A new report from the University of Michigan’s Research Seminar in Quantitative Economics concludes that while we may be nearing the end of the worst decline, job growth in Michigan will continue to be virtually non-existent until 2011 — and it won’t exactly be going like gangbusters after that. The Detroit News reports:

“If our forecast proves correct, the job decline that started in mid-2000 would bottom out in the summer quarter of 2011, with an aggregate job loss of 937,000 over that 11-year period, or about one in every five jobs that existed at the beginning of the period,” said a statement from George Fulton, director of the seminar.

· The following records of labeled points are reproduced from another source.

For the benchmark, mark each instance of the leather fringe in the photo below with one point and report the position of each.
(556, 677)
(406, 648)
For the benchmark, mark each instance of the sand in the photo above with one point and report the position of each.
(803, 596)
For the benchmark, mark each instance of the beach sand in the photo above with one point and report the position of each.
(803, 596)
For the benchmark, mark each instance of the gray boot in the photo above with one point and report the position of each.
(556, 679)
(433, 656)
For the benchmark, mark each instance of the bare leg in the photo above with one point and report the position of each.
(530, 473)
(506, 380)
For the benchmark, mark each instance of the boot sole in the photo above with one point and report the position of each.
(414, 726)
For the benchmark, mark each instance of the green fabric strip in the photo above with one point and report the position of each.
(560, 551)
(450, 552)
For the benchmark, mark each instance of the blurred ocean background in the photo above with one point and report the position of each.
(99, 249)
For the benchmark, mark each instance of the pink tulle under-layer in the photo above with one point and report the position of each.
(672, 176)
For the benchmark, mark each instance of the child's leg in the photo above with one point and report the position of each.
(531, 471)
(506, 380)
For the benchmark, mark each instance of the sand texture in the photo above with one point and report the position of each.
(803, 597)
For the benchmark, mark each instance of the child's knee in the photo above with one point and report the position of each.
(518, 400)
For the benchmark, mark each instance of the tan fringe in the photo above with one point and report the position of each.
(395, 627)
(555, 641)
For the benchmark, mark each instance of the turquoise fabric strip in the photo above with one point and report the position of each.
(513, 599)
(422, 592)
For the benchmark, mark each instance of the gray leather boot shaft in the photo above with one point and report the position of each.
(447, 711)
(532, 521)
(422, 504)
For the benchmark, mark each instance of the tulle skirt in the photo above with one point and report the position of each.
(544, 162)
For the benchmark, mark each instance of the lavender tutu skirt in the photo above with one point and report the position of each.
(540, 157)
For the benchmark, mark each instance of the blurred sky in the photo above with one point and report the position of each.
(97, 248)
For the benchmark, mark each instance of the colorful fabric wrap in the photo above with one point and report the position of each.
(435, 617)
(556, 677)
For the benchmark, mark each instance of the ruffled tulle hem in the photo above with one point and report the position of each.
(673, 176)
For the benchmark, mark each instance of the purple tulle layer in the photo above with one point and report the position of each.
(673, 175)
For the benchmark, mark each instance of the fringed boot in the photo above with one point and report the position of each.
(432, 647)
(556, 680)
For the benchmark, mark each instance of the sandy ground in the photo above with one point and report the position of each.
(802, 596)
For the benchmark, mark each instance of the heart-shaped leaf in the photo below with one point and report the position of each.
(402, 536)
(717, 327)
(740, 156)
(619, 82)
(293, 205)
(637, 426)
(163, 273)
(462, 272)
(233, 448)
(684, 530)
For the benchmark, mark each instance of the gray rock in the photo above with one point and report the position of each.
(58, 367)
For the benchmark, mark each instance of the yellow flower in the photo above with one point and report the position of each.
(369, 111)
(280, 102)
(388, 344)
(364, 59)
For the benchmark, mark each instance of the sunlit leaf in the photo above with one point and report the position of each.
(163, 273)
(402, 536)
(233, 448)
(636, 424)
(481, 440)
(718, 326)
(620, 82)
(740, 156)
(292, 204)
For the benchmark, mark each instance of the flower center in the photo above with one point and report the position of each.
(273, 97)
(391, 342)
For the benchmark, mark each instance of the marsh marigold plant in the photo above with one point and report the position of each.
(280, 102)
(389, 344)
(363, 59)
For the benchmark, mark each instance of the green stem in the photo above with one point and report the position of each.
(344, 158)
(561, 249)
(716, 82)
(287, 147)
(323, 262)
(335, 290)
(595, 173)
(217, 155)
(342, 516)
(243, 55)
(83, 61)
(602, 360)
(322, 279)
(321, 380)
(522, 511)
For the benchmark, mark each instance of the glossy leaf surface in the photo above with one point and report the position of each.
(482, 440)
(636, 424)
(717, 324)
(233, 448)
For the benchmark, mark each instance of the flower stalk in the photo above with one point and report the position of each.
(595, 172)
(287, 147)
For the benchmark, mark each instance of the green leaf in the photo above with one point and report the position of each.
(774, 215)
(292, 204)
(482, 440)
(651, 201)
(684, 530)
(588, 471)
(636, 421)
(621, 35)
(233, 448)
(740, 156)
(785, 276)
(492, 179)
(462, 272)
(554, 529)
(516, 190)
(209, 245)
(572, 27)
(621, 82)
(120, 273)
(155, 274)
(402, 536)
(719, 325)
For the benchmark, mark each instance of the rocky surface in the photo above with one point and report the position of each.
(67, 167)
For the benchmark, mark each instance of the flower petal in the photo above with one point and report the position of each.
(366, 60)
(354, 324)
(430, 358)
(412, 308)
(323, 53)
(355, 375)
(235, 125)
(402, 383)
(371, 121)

“By the end of 2011, auto manufacturing in Michigan is forecast to employ just over a quarter of the workers it had on its rolls in mid-2000,” he added.

Fulton and his colleagues forecast that Michigan will have lost 283,000 jobs by the New Year — the largest single year of job loss in at least 70 years, as long as the data have been collected. Job losses will shrink to 85,000 in 2010 and 36,000 in 2011.

By the time it’s all over, Michigan will have recorded 11 straight years of job losses after averaging 58,000 new jobs annually in the preceding 30 years. But the U-M economists say the end of the worst may be near.

So is the glass half full because the worst is over? Or half empty because the losses are unlikely to reverse themselves? We may have to face the unpleasant fact that the glass is twice as big as it needs to be to hold the number of jobs we’re going to have for the foreseeable future.